Most recently, they used limonene as an EVOC probe, testing 29 patients with early cirrhosis and 29 controls. They gave the limonene to subjects at specific doses to measure how its concentrations change in breath. The aim was to try and see what was happening in their livers.
“They are proposing to use drugs to enhance the signal as they are concerned about the sensitivity and selectivity of their method,” Gardner says. “The approach of EVOC probes is probably necessary as you can then eliminate the person-to-person variation that will be considerable in the soup of VOCs in our breath.”

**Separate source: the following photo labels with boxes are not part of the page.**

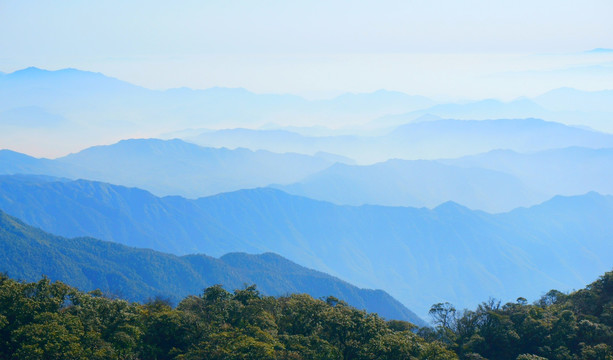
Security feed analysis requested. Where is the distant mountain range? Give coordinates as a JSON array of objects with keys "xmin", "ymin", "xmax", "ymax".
[
  {"xmin": 275, "ymin": 160, "xmax": 536, "ymax": 212},
  {"xmin": 0, "ymin": 68, "xmax": 613, "ymax": 159},
  {"xmin": 0, "ymin": 176, "xmax": 613, "ymax": 315},
  {"xmin": 0, "ymin": 137, "xmax": 613, "ymax": 212},
  {"xmin": 0, "ymin": 139, "xmax": 340, "ymax": 198},
  {"xmin": 275, "ymin": 147, "xmax": 613, "ymax": 212},
  {"xmin": 185, "ymin": 118, "xmax": 613, "ymax": 164},
  {"xmin": 0, "ymin": 67, "xmax": 435, "ymax": 156},
  {"xmin": 0, "ymin": 211, "xmax": 426, "ymax": 326}
]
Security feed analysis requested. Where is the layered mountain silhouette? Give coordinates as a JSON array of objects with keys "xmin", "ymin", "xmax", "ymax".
[
  {"xmin": 185, "ymin": 118, "xmax": 613, "ymax": 164},
  {"xmin": 0, "ymin": 211, "xmax": 425, "ymax": 326},
  {"xmin": 0, "ymin": 139, "xmax": 336, "ymax": 197},
  {"xmin": 0, "ymin": 176, "xmax": 613, "ymax": 315},
  {"xmin": 276, "ymin": 160, "xmax": 536, "ymax": 212}
]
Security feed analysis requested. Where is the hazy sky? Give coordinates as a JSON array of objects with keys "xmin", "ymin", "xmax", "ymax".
[{"xmin": 0, "ymin": 0, "xmax": 613, "ymax": 98}]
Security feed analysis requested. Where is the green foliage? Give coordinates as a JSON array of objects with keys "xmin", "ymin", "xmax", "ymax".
[
  {"xmin": 0, "ymin": 272, "xmax": 613, "ymax": 360},
  {"xmin": 428, "ymin": 272, "xmax": 613, "ymax": 360},
  {"xmin": 0, "ymin": 275, "xmax": 456, "ymax": 360}
]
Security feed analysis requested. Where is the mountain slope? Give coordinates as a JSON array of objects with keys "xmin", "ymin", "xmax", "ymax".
[
  {"xmin": 0, "ymin": 176, "xmax": 613, "ymax": 315},
  {"xmin": 0, "ymin": 211, "xmax": 425, "ymax": 326}
]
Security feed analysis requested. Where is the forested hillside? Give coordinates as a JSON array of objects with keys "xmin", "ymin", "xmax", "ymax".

Through these probes, Owlstone could identify patients with liver disease with 83 percent sensitivity. By targeting what they knew was a disease mechanism, they were able to amplify the signal. The company is starting a larger clinical trial, and the plan is to eventually use a panel of EVOC probes to make sure they can see diverging VOCs more clearly.
“I think the approach of using probes to amplify the VOC signal will ultimately increase the specificity of any VOC breath tests, and improve their practical usability,” says Roger Yazbek, who leads the South Australian Breath Analysis Research (SABAR) laboratory in Flinders University. “Whilst the findings are interesting, it still is only a small cohort of patients in one location.”
The future of breath diagnosis
Owlstone wants to partner with pharmaceutical companies looking to learn if their drugs have an effect on liver disease. They’ve also developed a microchip, a miniaturized version of mass spectrometry instruments, that can be used with the breathalyzer. It is less sensitive but will enable faster detection.
Boyle says the company's mission is for their tests to save 100,000 lives. "There are lots of risks and lots of challenges. I think there's an opportunity to really establish breath as a new diagnostic class.”